家族信託をお考えの際の注意事項  「損益通算禁止」

今日は、家族信託をお考えいただく時の注意点です。

損益通算の規制

「個人が受益者である場合」には、信託した不動産から生じた損失がある場合には、「その損失がなかったものとされる」ことになります。(租税特別措置法41の4の2①)

つまり黒字の他の不動産所得や他の所得との損益通算できないことになります。

さらに、「損失がなかったものとされる」ため、信託した不動産から生じた所得のマイナスを将来に繰り越すこともできません。

それぞれ単体の不動産で黒字と赤字が発生している時や、不動産所得と給与所得など他の所得との損益通算を行っている場合、今後大規模修繕が見込まれて多額の損失が発生するかもしれない不動産を信託する場合には、損益通算ができないことで受益者の支払う税金が想定外に高額となってしまうことがあり得ます。

 

具体例

例えば、委託者がA・Bと2つのアパートを所有していたとします。

Aアパートを信託財産として信託契約をし、Bアパートは信託せずに自身で管理すことにしました。

その後、Aアパートについて大規模修繕をすることになり、その年の所得はマイナス1000万円となりました。Bアパートについては、修繕などを行うことなく不動産所得がプラス1000万円ありました。

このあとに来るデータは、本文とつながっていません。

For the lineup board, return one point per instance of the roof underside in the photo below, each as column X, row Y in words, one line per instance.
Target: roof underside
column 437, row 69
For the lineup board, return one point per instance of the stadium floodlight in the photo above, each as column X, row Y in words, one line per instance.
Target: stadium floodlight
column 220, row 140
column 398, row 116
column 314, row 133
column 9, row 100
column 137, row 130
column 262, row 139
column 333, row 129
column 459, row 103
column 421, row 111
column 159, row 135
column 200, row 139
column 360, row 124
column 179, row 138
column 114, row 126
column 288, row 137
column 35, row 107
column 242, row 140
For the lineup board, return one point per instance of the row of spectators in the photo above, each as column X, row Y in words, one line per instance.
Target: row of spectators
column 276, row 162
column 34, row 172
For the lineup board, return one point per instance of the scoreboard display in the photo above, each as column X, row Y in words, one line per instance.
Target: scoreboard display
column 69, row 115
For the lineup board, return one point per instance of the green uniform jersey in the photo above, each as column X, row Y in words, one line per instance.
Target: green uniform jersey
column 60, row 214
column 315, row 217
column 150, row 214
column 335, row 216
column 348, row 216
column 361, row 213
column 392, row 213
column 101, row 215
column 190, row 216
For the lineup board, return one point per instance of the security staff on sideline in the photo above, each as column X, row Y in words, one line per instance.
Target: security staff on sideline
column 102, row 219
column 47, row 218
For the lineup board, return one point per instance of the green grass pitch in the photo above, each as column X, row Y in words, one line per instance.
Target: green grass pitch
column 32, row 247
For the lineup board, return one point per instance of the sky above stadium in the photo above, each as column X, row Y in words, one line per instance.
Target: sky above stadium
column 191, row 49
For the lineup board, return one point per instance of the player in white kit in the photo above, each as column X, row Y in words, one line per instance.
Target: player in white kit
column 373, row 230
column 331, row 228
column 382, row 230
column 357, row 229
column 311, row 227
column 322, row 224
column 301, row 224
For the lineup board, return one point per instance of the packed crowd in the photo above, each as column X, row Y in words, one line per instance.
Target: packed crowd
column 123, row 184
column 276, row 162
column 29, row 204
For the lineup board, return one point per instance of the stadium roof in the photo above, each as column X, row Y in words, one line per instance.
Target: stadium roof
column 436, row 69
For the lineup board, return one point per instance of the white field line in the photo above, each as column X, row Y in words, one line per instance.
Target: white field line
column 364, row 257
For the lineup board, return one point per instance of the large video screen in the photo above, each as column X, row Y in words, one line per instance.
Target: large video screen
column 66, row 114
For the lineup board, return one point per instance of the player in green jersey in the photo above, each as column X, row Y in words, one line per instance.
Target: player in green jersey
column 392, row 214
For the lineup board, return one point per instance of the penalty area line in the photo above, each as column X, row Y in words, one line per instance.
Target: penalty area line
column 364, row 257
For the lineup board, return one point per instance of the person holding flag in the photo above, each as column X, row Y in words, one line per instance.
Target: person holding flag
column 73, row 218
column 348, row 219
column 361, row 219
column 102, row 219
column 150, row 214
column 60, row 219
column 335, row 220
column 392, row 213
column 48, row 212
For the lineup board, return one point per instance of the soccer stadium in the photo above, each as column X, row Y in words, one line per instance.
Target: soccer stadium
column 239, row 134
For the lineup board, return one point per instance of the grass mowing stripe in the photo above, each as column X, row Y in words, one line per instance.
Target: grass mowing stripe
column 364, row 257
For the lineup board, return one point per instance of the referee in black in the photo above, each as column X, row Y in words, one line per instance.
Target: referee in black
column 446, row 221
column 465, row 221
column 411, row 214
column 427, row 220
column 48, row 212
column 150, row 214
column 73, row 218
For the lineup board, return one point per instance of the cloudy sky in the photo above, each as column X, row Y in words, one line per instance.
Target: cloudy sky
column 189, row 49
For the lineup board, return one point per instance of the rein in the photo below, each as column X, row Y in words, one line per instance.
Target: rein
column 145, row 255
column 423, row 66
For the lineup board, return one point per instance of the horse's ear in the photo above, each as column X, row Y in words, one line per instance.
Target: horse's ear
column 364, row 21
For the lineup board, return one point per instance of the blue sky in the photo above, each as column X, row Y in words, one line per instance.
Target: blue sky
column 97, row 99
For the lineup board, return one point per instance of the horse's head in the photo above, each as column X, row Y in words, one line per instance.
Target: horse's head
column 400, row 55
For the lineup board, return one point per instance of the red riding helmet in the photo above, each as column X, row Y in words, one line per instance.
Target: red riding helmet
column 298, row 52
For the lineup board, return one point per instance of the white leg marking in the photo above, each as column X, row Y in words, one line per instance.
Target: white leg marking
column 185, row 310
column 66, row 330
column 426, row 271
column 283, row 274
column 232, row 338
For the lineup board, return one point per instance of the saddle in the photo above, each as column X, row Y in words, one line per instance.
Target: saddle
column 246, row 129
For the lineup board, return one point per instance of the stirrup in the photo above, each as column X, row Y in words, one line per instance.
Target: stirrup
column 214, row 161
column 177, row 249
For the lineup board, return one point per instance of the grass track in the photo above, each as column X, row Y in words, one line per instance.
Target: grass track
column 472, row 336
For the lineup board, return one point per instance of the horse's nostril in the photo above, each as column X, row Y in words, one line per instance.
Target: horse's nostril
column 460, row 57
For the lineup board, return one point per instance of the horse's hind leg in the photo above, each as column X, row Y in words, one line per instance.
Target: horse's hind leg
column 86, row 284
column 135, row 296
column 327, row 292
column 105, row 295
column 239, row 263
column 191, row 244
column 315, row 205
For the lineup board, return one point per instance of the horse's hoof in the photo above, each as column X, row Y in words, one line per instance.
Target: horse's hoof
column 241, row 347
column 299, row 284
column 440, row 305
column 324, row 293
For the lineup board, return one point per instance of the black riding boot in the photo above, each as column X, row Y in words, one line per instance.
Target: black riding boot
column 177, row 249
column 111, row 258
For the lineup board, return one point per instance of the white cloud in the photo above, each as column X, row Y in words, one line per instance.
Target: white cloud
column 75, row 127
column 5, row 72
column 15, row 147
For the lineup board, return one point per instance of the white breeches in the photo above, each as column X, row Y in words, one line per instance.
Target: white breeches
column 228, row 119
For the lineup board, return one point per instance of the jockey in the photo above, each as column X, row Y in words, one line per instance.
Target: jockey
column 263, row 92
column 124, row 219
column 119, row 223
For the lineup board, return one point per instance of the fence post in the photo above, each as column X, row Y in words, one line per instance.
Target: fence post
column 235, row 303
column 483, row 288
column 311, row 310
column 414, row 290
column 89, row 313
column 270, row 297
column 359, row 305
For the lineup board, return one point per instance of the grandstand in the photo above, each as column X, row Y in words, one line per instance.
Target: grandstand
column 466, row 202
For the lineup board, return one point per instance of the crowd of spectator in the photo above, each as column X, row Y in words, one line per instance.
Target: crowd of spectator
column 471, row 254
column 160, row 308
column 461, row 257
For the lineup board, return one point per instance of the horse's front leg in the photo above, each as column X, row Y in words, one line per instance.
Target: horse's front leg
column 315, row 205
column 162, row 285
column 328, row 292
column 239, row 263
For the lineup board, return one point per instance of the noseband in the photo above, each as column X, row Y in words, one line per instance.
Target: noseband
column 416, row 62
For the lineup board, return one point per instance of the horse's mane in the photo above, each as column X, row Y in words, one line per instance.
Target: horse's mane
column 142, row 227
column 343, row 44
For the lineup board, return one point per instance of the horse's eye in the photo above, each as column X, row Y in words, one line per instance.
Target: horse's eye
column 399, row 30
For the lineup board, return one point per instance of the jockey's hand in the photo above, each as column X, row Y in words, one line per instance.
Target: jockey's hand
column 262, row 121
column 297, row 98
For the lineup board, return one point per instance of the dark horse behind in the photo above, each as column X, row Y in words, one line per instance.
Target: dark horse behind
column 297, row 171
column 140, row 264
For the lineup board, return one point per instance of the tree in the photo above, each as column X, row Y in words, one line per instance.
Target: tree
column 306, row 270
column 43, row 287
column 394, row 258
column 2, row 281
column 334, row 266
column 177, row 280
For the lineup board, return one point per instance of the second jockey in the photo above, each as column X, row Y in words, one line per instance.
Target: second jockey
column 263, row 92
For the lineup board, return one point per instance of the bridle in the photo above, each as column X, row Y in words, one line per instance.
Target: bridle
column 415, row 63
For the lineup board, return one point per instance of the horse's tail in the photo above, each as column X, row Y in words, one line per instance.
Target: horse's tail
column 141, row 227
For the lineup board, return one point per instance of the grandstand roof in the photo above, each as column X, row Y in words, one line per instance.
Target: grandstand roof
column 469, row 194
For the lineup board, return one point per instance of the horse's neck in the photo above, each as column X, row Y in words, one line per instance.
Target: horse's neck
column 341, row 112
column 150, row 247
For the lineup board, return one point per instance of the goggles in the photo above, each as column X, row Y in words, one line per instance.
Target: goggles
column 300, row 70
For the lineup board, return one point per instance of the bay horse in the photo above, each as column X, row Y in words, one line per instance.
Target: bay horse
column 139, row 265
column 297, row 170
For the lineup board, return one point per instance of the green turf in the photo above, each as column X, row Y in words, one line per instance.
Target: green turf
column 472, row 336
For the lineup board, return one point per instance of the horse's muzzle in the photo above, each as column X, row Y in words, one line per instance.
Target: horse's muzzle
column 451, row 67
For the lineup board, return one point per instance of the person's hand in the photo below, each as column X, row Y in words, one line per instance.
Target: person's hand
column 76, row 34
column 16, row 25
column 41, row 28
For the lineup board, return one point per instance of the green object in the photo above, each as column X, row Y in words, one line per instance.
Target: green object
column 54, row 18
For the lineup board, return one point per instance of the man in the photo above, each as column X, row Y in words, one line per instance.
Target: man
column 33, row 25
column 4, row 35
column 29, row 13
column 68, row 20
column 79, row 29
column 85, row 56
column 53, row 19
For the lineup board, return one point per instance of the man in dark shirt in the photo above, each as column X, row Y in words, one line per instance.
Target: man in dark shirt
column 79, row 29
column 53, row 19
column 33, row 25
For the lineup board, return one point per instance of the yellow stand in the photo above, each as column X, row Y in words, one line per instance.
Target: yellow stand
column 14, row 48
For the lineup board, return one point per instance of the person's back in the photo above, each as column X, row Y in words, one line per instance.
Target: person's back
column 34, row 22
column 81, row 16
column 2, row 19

もしAアパートが通常の所有権だったときは、Bアパートの1000万円の所得と合算して所得は0円となりますが、信託をした場合は信託した不動産から生じた損失がある場合には、「その損失がなかったものとされる」ため、Bアパートの利益と損益通算できないことで、このBアパートの1000万円の所得に対して課税されることになります。

また、Aアパートの損失を翌年に繰り越すこともできないことになります。

信託ごとに計算を行うことから、Aアパート・Bアパートをそれぞれを信託財産とする、別々の信託契約(2つの信託契約)を結んだ場合も同様となります。

このように、複数の収益不動産がある場合や給与所得などとの損益通算を行っている場合などは、専門家と税理士などを交えて将来を検討していく必要があります。